Take a look at Cloudflare Support page for Enterprise Log Share REST API for more information about the feature. You are required to be a Cloudflare's Enterprise customer in order to use this plugin
input {
cloudflare {
auth_email => "CF_AUTH_EMAIL"
auth_key => "CF_AUTH_KEY"
domain => "CF_DOMAIN"
type => "cloudflare_logs"
poll_time => 15
poll_interval => 120
metadata_filepath => "/logstash-input-cloudflare/cf_metadata.json"
fields => [
'timestamp', 'zoneId', 'ownerId', 'zoneName', 'rayId', 'securityLevel',
'client.ip', 'client.country', 'client.sslProtocol', 'client.sslCipher',
'client.deviceType', 'client.asNum', 'clientRequest.bytes',
'clientRequest.httpHost', 'clientRequest.httpMethod', 'clientRequest.uri',
'clientRequest.httpProtocol', 'clientRequest.userAgent', 'cache.cacheStatus',
'edge.cacheResponseTime', 'edge.startTimestamp', 'edge.endTimestamp',
'edgeResponse.status', 'edgeResponse.bytes', 'edgeResponse.bodyBytes',
'originResponse.status', 'origin.responseTime'
]
}
}
Setting | Description | Default Value | Required |
---|---|---|---|
auth_email | Email used to login to Cloudflare (suggest creating a new user with only the permissions to access the ELS API | - | true |
auth_key | API key user to login to Cloudflare | - | true |
domain | The domain you watch to read logs for (since Cloudflare works on top level domains, that usually means something like example.com ) |
- | true |
poll_time | The time in seconds between different API calls | 15 | false |
poll_interval | The time in seconds which determines how many web request logs we pull down from the API (only used when there is no state) | 60 | false |
start_from_secs_ago | The time in seconds which determines how far back in the past you want to start processing logs from | 1200 | false |
batch_size | Number of events per API call to get. Helps reduce memory overhead | 1000 | false |
fields | List of fields you want to process from the API (read the ELS schema) | See fields | false |
You need to be running Docker locally in order to use this!

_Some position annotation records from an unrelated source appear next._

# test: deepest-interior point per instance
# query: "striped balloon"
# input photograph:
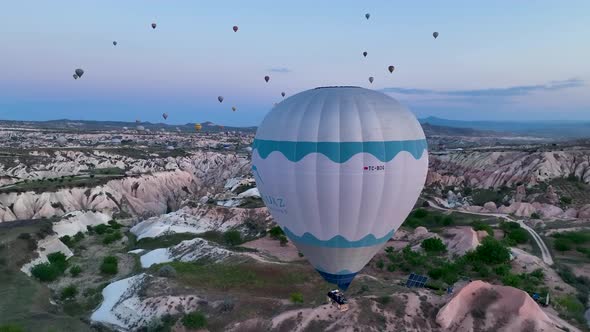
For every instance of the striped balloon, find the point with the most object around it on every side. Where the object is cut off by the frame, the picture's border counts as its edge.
(340, 169)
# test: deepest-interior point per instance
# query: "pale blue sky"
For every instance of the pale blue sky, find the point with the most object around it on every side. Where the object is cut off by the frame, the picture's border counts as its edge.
(496, 60)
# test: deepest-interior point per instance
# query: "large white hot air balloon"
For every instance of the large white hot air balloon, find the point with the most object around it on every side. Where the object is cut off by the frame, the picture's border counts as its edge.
(340, 169)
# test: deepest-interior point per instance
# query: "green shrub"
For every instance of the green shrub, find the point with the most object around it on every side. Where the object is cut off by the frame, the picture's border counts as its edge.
(492, 251)
(276, 232)
(194, 320)
(45, 272)
(420, 214)
(109, 265)
(232, 237)
(447, 221)
(565, 200)
(114, 224)
(100, 229)
(477, 225)
(11, 328)
(511, 280)
(380, 264)
(79, 237)
(75, 270)
(69, 292)
(519, 236)
(562, 244)
(112, 237)
(283, 239)
(67, 240)
(296, 297)
(433, 245)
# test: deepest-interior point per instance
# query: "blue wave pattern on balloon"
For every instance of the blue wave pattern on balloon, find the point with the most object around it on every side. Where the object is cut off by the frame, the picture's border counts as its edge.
(340, 152)
(338, 241)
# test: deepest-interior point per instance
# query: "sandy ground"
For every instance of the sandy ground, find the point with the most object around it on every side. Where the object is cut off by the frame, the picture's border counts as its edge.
(270, 247)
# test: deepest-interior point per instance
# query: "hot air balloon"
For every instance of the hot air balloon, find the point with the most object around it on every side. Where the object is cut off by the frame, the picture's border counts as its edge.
(339, 192)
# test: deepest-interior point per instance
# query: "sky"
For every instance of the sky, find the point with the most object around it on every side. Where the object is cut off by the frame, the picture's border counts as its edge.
(493, 60)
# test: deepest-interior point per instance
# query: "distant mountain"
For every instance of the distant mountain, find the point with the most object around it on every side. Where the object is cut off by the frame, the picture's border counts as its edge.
(436, 130)
(554, 129)
(83, 125)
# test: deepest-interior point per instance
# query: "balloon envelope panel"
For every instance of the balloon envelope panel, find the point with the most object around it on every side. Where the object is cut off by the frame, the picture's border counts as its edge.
(340, 169)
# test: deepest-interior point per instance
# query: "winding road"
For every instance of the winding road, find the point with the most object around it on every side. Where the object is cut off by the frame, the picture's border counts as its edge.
(545, 253)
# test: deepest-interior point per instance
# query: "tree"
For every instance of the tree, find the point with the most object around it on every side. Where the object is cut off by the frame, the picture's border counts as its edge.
(519, 236)
(69, 292)
(194, 320)
(110, 265)
(276, 232)
(296, 297)
(45, 272)
(232, 237)
(75, 270)
(420, 213)
(433, 245)
(492, 251)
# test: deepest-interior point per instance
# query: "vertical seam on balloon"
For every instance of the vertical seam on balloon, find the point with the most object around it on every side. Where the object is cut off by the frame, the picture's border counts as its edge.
(322, 101)
(306, 109)
(360, 121)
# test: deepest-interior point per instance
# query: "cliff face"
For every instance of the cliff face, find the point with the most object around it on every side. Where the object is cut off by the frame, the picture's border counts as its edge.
(496, 169)
(151, 187)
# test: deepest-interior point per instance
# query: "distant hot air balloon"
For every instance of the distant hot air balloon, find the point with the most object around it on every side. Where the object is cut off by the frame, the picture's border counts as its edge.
(340, 192)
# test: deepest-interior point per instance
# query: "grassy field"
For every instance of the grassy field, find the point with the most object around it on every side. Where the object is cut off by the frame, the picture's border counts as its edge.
(25, 301)
(574, 189)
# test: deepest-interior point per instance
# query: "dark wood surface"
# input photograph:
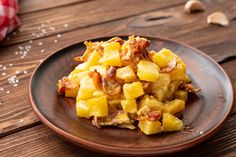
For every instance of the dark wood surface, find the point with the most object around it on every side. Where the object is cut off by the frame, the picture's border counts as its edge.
(69, 21)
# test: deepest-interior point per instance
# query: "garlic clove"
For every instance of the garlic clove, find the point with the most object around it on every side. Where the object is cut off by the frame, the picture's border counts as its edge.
(193, 6)
(218, 18)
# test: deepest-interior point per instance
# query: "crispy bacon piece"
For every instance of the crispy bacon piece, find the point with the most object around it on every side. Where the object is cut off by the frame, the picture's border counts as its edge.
(147, 86)
(189, 87)
(97, 79)
(154, 115)
(171, 65)
(117, 39)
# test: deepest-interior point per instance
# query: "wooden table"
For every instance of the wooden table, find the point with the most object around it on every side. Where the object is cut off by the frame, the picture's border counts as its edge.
(50, 25)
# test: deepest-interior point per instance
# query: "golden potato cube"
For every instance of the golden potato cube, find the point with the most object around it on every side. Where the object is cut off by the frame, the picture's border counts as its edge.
(75, 76)
(82, 108)
(86, 88)
(178, 73)
(111, 55)
(160, 87)
(163, 57)
(99, 107)
(171, 123)
(72, 92)
(150, 127)
(126, 73)
(175, 106)
(147, 71)
(93, 59)
(129, 105)
(82, 67)
(133, 90)
(181, 94)
(151, 103)
(102, 69)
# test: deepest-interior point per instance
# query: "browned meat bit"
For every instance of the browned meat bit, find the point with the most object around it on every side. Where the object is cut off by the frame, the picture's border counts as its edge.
(171, 65)
(118, 118)
(97, 79)
(117, 39)
(64, 84)
(137, 47)
(90, 47)
(147, 87)
(189, 88)
(154, 115)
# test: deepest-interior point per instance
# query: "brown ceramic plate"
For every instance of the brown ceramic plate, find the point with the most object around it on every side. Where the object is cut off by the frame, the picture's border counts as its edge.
(204, 114)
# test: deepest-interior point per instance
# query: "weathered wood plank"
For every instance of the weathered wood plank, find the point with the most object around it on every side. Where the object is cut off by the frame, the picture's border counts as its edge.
(40, 141)
(202, 36)
(28, 6)
(81, 15)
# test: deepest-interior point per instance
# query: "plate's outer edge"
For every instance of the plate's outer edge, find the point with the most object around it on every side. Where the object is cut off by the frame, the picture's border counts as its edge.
(129, 151)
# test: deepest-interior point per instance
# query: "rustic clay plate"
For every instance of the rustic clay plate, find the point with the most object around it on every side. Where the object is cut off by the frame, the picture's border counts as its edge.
(203, 116)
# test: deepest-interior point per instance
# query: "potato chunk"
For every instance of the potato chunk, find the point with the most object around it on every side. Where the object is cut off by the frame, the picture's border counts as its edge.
(93, 59)
(163, 57)
(150, 127)
(129, 105)
(111, 55)
(175, 106)
(151, 103)
(86, 88)
(171, 123)
(160, 87)
(133, 90)
(102, 69)
(126, 73)
(147, 71)
(99, 107)
(82, 108)
(181, 94)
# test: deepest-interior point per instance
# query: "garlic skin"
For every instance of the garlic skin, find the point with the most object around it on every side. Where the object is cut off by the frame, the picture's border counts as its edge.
(193, 6)
(218, 18)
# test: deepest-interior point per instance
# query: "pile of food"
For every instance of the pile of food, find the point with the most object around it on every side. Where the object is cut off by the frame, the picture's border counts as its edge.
(121, 83)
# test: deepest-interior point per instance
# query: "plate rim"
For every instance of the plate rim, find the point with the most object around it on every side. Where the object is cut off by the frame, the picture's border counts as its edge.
(126, 150)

export CF_AUTH_EMAIL=<email>
export CF_AUTH_KEY=<api_key>
export CF_DOMAIN=<domain>
make
Logstash will run in verbose mode, so you will see some messages coming through. In order to verify you're getting results you can open up your browser to http://<IP>:5601 and check Kibana.
Value for the IP address is whatever docker-machine ip default
says or if you use Docker For Mac ... it's just 127.0.0.1.